The study’s conclusions:

  1. The findings of this systematic review of 172 studies on COVID-19, SARS, and MERS provide the best available evidence that current policies of at least 1 m physical distancing are associated with a large reduction in infection, and distances of 2 m might be more effective.
    1. Last week I joked about college administrators running around to classrooms to measure six feet of space and how changing that to five feet could dramatically increase in-room usage. Here’s some evidence that suggests 3 feet might be nearly as effective as 6 feet.
  2. These data also suggest that wearing face masks protects people (both health-care workers and the general public) against infection by these coronaviruses, and that eye protection could confer additional benefit.
  3. None of these interventions afforded complete protection from infection, and their optimum role might need risk assessment and several contextual considerations.

Distance, not masks, is the #1 precaution we can take.

If distance can not be maintained, masks are better than nothing if you don’t increase your risky behavior.

If I’m out and about and keeping 6 feet of distance from everyone, please don’t run up to me and start screaming at me to put a mask on.  And I promise not to scream that the CDC says that a surgical mask “does NOT provide the wearer with a reliable level of protection from inhaling smaller airborne particles and is not considered respiratory protection.”

Recall those stories about why masks are so effective?

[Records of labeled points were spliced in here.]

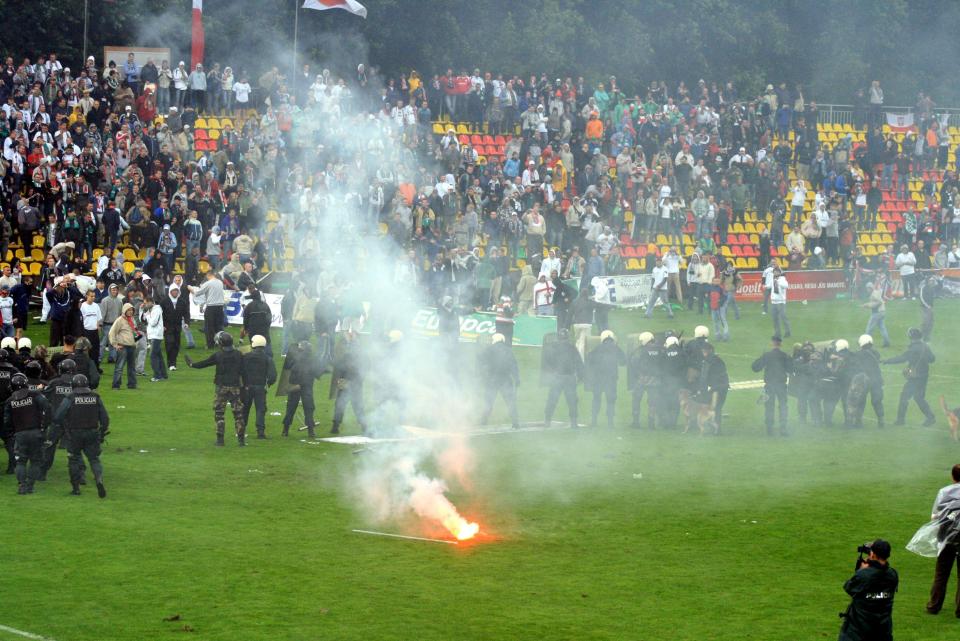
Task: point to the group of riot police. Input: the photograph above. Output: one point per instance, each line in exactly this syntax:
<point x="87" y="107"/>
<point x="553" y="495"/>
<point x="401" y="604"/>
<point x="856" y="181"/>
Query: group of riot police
<point x="674" y="376"/>
<point x="43" y="413"/>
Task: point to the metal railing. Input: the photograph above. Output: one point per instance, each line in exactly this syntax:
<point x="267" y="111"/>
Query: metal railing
<point x="844" y="114"/>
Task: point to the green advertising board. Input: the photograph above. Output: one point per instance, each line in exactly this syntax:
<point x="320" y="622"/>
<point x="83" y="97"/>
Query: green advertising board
<point x="528" y="331"/>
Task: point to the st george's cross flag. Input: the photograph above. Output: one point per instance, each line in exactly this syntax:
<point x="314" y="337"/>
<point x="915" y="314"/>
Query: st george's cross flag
<point x="196" y="35"/>
<point x="352" y="6"/>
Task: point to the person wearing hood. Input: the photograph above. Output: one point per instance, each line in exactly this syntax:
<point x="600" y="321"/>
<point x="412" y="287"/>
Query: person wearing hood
<point x="229" y="381"/>
<point x="176" y="313"/>
<point x="123" y="336"/>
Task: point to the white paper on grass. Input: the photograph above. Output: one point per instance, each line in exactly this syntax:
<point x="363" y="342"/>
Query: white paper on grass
<point x="925" y="542"/>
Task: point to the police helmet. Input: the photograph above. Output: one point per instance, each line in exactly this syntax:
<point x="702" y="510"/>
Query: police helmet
<point x="67" y="366"/>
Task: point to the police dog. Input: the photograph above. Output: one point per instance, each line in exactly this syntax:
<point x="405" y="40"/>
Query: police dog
<point x="696" y="410"/>
<point x="953" y="418"/>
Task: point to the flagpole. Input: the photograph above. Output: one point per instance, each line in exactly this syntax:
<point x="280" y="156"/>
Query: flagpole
<point x="296" y="31"/>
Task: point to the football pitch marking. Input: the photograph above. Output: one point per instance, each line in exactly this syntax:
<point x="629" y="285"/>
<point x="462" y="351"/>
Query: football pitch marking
<point x="22" y="633"/>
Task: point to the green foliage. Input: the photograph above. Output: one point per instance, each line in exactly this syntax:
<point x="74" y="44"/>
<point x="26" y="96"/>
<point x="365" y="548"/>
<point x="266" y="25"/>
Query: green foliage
<point x="829" y="46"/>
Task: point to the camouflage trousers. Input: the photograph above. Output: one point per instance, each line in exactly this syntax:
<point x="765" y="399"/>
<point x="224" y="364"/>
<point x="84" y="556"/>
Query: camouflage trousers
<point x="233" y="396"/>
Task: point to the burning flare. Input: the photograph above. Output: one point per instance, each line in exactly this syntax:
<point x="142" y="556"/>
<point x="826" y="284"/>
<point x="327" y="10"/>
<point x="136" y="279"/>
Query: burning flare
<point x="428" y="501"/>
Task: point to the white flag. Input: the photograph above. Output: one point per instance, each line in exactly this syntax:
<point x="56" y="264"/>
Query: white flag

  • The De Kai study – once experts dug in, they determined it did not account for dose or length of exposure, two critical components to transmission. This highlighted the risk of experts outside this field providing opinions as facts.
  • That study by the Texas A&M team that kicked off the mask feeding frenzy – it has been so discredited by the scientific community that researcher have signed petitions to take it down and Johns Hopkins published a paper demanding a retraction.15
  • The study out of England? Some initial peer responses highlight caveats:
    • In this paper, the authors optimistically assume that 100% of transmission events could be prevented with face masks. In reality, 15% of contacts and a third of all contact hours occur in the home, and therefore these transmission events would not be prevented with face mask use. Therefore, the likely impact of face masks is much smaller than is predicted in this modelling study.16
  • The New York Time’s Editorial suggesting that wearing a mask is the most patriotic thing we could do? You didn’t click on the link imbedded in the “the science backs this up”, but if you had you would know that it does not take you to a peer reviewed study, but instead takes you to a Vanity Fair article.  In turn, that Vanity Fair article was about the De Kai study that has been discredited.

Is it possible that these studies, even if later discredited, are contributing to our increasingly rabid beliefs on masks?  Couldn’t that result in the wrong decision?

As usual, many will counter with, “better to be safe than sorry.”  One final thought from Dr. Osterholm.

“I understand why many would argue that some benefit is better than none, but I believe that we must approach this assumption with caution. The messaging that dominates our COVID-19 discussions right now makes it seem that if we are wearing cloth masks you’re not going to infect me and I’m not going to infect you. I worry that many people highly vulnerable to life-threatening COVID-19 will hear this message and make decisions that they otherwise wouldn’t have made about distancing because of an unproven sense of cloth mask security.”

If we re-open based on the false premise that masks provide near 100% protection, cases may continue to surge.  Deaths could rise.

Let’s give masks the appropriate level of consideration and let that be rooted in data, not an emotional affiliation with a political party.

At some point, someone might suggest that six feet of physical space can be replaced with 3 feet + a mask, and I want us to make a reasonable decision about the true safety of that proposal.

The illusion of knowledge can lead to the illusion of safety.